Vrabel continued, “We have to pass rush and not hit the quarterback in the head, can’t hit him in the knees. If another player has two feet in the white, we can’t hit him or give the appearance that we’re hitting him. [Brenden] Schooler ran over there, stood there, the same guy got tackled by Marcus [Jones], and the official saw that. So again, you just have to understand what they’re looking at. But we have to play aggressive. I think there has to be an aggressiveness to the way that we play. But also, that comes into the decision-making and when to make a great decision.”

And with that, Vrabel addressed a penalty that had many shaking their heads when Joshua Farmer was flagged for unnecessary roughness in the fourth quarter.

“It’s hard for me to sit here and fault Josh [Joshua Farmer] from last week. There’s no whistle, and the running back’s acting like he’s going to flip the ball back at a quarterback,” he said, adding a different perspective than fans might have seen. “I certainly would have liked to not have had a penalty called, but I can see it both ways. Just ask that they blow the whistle. That’s an easy way for us to say that the play’s over and our efforts need to stop. But I don’t know how else to coach it.

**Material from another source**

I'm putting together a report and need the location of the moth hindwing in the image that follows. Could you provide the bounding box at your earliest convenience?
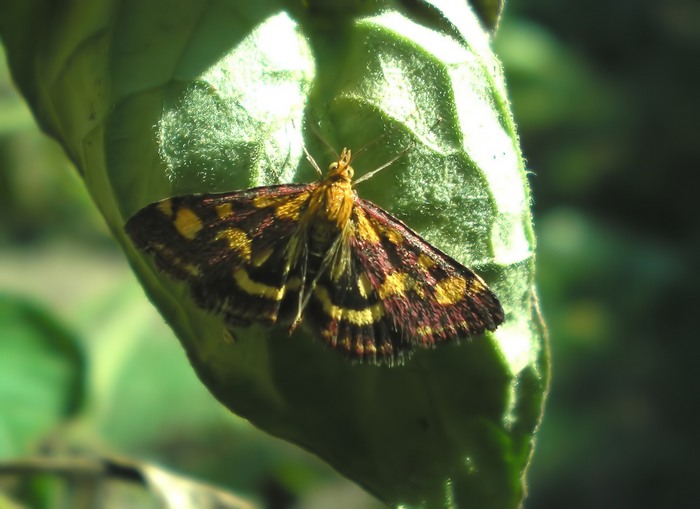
[125,148,504,364]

“I don’t know how else to coach professional players on defense in this league with the type of athletes that you’re going against. It’s hard to bring them down with one guy. They keep running, they bounce in, next thing you know. So again, we’ll keep coaching it. It’s not that it’s not important – it’s important, but it’s also – there’s something behind it. I tell you, every X play run – we ought to have Taylor [Kyles] track this – every X play run in this league, there’s probably a hold. They don’t call, that they don’t miss. They don’t see or they don’t feel like they should call it. That’s kind of what happens. You want to be aggressive, certainly just not reckless.”